Chancellor Rishi Sunak set out a Budget to protect businesses through the pandemic, fix the public finances and begin building the future economy.
The Chancellor once again pledged to do ‘whatever it takes’ during the COVID-19 pandemic and confirmed that the furlough scheme would be extended until September 2021 to support jobs through the crisis.
Mr Sunak also confirmed that the Self-Employment Income Support Scheme (SEISS) has also been extended, with two further grants this year. Claimable by the self-employed, including the newly self-employed from 6 April 2019, provided they have filed their 2019/20 tax return for by midnight on 2 March 2021,
The stamp duty nil rate band on residential properties in England up to £500,000 will continue until the end of June. It will taper to £250,000 until the end of September, and then return to the usual level of £125,000 from 1 October 2021.
To support businesses as they re-open following lockdown, £5 billion will be made available in restart grants. Non-essential retail businesses re-opening first will be eligible for up to £6,000 but the leisure and hospitality sectors, which have been worse affected and will re-open later, will be eligible for up to £18,000.
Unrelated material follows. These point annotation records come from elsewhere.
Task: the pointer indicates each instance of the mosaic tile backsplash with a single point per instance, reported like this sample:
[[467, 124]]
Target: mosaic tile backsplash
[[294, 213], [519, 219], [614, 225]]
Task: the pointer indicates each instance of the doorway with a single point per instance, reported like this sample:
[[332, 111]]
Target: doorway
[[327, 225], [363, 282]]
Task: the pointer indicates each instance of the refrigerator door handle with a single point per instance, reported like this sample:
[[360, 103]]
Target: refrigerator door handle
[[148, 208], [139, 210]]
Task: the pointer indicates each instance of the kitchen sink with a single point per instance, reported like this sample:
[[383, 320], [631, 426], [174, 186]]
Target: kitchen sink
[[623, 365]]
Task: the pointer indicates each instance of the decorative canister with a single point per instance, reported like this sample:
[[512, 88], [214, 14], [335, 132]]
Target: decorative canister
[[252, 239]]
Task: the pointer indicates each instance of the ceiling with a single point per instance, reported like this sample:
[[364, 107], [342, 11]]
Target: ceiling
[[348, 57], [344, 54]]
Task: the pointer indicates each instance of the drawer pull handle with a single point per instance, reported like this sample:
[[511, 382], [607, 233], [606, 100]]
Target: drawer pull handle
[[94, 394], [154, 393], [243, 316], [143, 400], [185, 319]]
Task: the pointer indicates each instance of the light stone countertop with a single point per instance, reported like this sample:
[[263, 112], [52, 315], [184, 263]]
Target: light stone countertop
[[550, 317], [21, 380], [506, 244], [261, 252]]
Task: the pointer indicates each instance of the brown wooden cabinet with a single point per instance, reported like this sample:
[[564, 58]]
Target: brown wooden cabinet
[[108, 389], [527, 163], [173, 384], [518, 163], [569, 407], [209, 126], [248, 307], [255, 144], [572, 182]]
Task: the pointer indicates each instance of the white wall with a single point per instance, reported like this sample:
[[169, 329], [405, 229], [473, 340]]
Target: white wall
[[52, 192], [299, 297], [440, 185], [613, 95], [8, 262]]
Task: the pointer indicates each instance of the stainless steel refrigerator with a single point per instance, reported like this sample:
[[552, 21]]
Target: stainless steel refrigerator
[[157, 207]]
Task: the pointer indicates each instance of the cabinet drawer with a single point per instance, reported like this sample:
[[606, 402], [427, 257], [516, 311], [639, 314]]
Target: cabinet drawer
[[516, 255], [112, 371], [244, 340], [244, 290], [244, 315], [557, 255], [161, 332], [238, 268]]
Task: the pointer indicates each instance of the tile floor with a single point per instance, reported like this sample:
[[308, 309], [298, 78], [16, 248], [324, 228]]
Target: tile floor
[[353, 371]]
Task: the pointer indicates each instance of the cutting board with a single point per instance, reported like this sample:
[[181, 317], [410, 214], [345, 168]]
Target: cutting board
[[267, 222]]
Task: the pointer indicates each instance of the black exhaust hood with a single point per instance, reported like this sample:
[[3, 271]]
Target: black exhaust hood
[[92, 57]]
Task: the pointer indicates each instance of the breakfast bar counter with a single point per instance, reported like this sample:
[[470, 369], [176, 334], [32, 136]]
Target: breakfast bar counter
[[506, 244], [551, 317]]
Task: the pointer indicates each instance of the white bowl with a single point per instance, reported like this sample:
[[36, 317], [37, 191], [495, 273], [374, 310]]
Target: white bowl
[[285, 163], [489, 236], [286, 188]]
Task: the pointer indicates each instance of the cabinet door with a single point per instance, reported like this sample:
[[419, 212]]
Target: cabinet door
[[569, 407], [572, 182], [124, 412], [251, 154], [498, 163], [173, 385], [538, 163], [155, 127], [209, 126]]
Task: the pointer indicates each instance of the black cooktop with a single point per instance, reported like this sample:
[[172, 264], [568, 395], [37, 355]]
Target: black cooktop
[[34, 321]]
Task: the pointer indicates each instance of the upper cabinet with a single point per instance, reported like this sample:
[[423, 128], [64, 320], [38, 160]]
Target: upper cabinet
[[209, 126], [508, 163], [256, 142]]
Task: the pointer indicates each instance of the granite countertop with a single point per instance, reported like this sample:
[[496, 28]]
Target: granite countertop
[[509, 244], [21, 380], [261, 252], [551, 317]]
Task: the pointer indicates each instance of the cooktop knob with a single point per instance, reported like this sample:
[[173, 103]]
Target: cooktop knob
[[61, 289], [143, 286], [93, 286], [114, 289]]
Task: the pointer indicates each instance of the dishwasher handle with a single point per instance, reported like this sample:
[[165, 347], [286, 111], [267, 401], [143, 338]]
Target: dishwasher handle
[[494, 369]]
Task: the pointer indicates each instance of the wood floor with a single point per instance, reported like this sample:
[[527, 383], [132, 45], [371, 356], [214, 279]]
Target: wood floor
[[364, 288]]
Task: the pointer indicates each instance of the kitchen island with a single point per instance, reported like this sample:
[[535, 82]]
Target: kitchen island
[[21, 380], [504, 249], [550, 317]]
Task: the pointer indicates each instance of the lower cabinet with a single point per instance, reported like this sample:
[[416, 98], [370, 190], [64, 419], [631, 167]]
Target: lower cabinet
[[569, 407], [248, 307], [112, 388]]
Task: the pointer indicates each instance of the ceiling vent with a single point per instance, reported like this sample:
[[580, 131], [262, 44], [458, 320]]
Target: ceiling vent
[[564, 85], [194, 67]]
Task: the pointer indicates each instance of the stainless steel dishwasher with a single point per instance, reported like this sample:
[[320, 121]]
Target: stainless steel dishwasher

However, the rate of corporation tax will increase to 25% in April 2023 for companies with profits over £250,000, whilst retaining a Small Profits Rate of 19% for companies with profits of £50,000 or less.
The Chancellor also introduced a super-deduction for companies investing in qualifying new plant and machinery. Under this measure a company will be allowed to claim 130% on most new plant and machinery investments that ordinarily qualify for 18% main rate writing down allowances.
He also confirmed the location of the eight Freeports in England. Freeports are special economic zones with favourable tariffs and lower taxes to make it easier and cheaper to do business.